Tribune Media television station WHNT Channel 19 in Huntsville remained off the air Saturday on Charter Communications’ Spectrum cable-TV service in Decatur because the two companies failed to reach agreement on a new distribution deal.
WHNT, a CBS affiliate, is one of nearly three dozen Tribune stations nationwide that became unavailable on Spectrum cable last week. If the standoff continues today, the NFL playoff game between the Los Angeles Chargers and Baltimore Ravens wouldn’t be available on Charter Spectrum cable in Decatur. Former Decatur resident Philip Rivers, who played at Athens High, is the starting quarterback for the Chargers.

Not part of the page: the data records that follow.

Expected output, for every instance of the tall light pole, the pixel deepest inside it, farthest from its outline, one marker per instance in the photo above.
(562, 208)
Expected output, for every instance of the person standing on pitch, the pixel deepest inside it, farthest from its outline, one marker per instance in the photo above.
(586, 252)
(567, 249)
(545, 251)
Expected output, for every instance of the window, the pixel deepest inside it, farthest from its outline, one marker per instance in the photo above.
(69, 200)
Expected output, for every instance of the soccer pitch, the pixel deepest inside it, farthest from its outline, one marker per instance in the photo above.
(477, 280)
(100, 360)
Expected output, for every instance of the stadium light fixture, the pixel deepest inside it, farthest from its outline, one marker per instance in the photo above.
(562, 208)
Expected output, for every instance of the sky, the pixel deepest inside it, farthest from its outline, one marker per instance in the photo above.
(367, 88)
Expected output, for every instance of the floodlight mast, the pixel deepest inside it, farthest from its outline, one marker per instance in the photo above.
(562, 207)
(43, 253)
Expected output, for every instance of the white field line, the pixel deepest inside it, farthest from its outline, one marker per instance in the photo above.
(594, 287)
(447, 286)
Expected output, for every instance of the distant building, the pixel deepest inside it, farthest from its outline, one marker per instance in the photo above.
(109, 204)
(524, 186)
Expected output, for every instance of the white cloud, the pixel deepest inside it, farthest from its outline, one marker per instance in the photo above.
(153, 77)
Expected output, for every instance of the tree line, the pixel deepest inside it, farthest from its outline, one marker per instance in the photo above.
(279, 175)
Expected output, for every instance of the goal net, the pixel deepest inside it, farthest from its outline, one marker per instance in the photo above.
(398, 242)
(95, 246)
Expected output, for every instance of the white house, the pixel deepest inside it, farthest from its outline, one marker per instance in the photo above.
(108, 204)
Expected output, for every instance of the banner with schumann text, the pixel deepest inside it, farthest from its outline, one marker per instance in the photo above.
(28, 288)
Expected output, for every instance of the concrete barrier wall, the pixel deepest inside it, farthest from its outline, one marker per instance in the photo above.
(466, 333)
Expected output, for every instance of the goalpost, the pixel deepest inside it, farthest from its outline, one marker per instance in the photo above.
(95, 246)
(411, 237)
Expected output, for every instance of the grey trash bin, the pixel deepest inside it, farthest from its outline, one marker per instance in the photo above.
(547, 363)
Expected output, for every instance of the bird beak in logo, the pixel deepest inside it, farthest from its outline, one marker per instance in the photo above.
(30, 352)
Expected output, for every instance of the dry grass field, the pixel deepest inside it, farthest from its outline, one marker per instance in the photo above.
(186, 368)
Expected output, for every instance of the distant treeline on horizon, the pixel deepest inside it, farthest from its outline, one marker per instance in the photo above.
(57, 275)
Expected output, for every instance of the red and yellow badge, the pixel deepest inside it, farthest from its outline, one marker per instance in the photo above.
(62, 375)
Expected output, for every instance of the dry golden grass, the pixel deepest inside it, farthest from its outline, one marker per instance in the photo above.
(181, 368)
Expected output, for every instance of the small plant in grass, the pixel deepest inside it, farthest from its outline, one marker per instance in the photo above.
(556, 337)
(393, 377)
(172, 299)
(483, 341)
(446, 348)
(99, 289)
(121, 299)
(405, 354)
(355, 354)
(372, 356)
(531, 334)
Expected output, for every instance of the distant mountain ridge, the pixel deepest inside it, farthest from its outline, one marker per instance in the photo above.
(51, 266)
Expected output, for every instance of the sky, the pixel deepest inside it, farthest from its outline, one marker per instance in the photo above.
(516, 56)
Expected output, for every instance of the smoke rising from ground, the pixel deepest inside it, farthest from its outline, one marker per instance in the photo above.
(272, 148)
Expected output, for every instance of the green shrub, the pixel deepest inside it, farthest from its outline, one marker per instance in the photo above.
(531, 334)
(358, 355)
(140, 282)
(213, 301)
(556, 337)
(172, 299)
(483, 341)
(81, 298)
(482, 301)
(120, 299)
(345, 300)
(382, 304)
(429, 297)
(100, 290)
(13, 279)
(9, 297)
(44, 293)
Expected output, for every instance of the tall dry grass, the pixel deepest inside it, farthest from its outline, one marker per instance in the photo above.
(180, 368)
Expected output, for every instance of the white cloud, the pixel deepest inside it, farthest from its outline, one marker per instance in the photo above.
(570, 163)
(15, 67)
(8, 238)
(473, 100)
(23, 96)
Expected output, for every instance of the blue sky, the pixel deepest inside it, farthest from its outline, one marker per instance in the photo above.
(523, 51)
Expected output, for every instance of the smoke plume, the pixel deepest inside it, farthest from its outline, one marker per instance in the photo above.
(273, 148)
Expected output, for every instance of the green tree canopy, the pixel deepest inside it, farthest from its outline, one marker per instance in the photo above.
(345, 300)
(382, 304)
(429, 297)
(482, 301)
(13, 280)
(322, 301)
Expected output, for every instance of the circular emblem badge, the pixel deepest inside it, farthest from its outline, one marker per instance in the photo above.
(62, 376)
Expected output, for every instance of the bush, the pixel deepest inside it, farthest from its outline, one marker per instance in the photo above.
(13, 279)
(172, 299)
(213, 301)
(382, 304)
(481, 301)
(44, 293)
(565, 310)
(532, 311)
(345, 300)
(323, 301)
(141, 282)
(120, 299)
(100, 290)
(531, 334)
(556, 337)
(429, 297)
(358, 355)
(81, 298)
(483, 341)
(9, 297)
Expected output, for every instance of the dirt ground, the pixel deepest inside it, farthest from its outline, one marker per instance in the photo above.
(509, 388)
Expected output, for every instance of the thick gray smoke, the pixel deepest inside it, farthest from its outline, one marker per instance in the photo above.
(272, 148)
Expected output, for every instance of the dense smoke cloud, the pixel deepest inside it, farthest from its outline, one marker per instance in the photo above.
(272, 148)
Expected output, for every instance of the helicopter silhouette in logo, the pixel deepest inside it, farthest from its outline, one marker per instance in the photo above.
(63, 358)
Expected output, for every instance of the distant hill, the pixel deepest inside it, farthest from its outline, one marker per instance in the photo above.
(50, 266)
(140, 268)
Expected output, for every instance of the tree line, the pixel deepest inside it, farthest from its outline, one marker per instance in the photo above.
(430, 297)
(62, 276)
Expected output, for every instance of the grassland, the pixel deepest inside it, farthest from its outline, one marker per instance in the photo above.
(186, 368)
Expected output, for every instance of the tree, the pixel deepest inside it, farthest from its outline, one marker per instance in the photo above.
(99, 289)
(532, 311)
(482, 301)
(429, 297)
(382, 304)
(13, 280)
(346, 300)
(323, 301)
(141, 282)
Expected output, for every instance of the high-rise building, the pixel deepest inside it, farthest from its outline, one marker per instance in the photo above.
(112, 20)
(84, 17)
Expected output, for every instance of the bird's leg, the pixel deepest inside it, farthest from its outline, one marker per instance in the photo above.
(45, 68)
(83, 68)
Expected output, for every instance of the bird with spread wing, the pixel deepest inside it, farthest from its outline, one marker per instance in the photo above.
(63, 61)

Viewers will still be able to see programming from Tribune Media’s local stations if they have a digital antenna. Charter spokeswoman Patti Michel said Friday that all NFL games are free on both the NFL Mobile app and Yahoo Sports app.
Customers in more than 6 million Charter Spectrum cable TV homes nationwide were swept up in the latest fee dispute between two major TV companies. The two sides have spent two weeks in a tense standoff over Tribune Media’s proposed fee increase for the right to carry the company’s programming as part of the Spectrum pay-TV packages.
The companies’ previous distribution contract expired at 9 p.m. Monday, but the two sides agreed to a short-term extension to bridge the New Year’s holiday and give themselves time to work out a new deal. But that extension expired Wednesday.
In recent years, TV station blackouts have become more common as pay-TV distributors, including Charter, struggle to rein in programming costs and negotiations over carriage deals become more contentious.
In this case, Tribune Media has been demanding that Charter pay higher fees for the rights to retransmit the signals of 33 Tribune TV stations in Charter Spectrum markets.
Michel said, "Tribune is demanding an increase of more than double what we pay today for the same programming."
Charter has more on the issue at getthefactsabouttribune.com.
WHNT posted this statement on its website: "We sincerely regret that Spectrum has forced WHNT off your cable package, and we share your frustration. Our parent company Tribune Media worked diligently to prevent this interruption, and their work continues to ensure the return of WHNT as soon as possible ... but this also requires Spectrum to work just as hard."
WHNT has more on the issue at keepmystation.com/whnt.
The showdown comes at a troubled time for the pay-TV industry. Like other cable operators, Charter has been struggling to control programming costs in an effort to staunch a migration of customers to lower-cost streaming services. Pay-TV operators had a bruising year in 2018, with the industry projected to lose 1.1 million customers, including more than 200,000 cable TV subscribers from Charter, according to recent estimates from MoffettNathanson Research.
Spectrum is the brand name for Charter’s pay-TV, internet and phone service.
There were about 140 television blackouts in 2018. An impasse between Verizon Communications Inc. and TV broadcaster Tegna Inc. resulted in an outage Monday of network affiliate stations in Washington, D.C., Norfolk, Va., and Buffalo, N.Y. on Verizon FiOS systems.
Blackouts in 2018 were down from a record 213 outages in 2017, according to the American Television Alliance, a Washington lobbying group that represents pay-TV operators.
The conflict is over so-called retransmission fees — the money that cable, satellite TV and telephone companies must pay to broadcast local TV station signals as part of their channel lineups. Television station owners in 2018 collected a combined $10 billion in such fees, up from $9.3 billion in 2017, according to the alliance.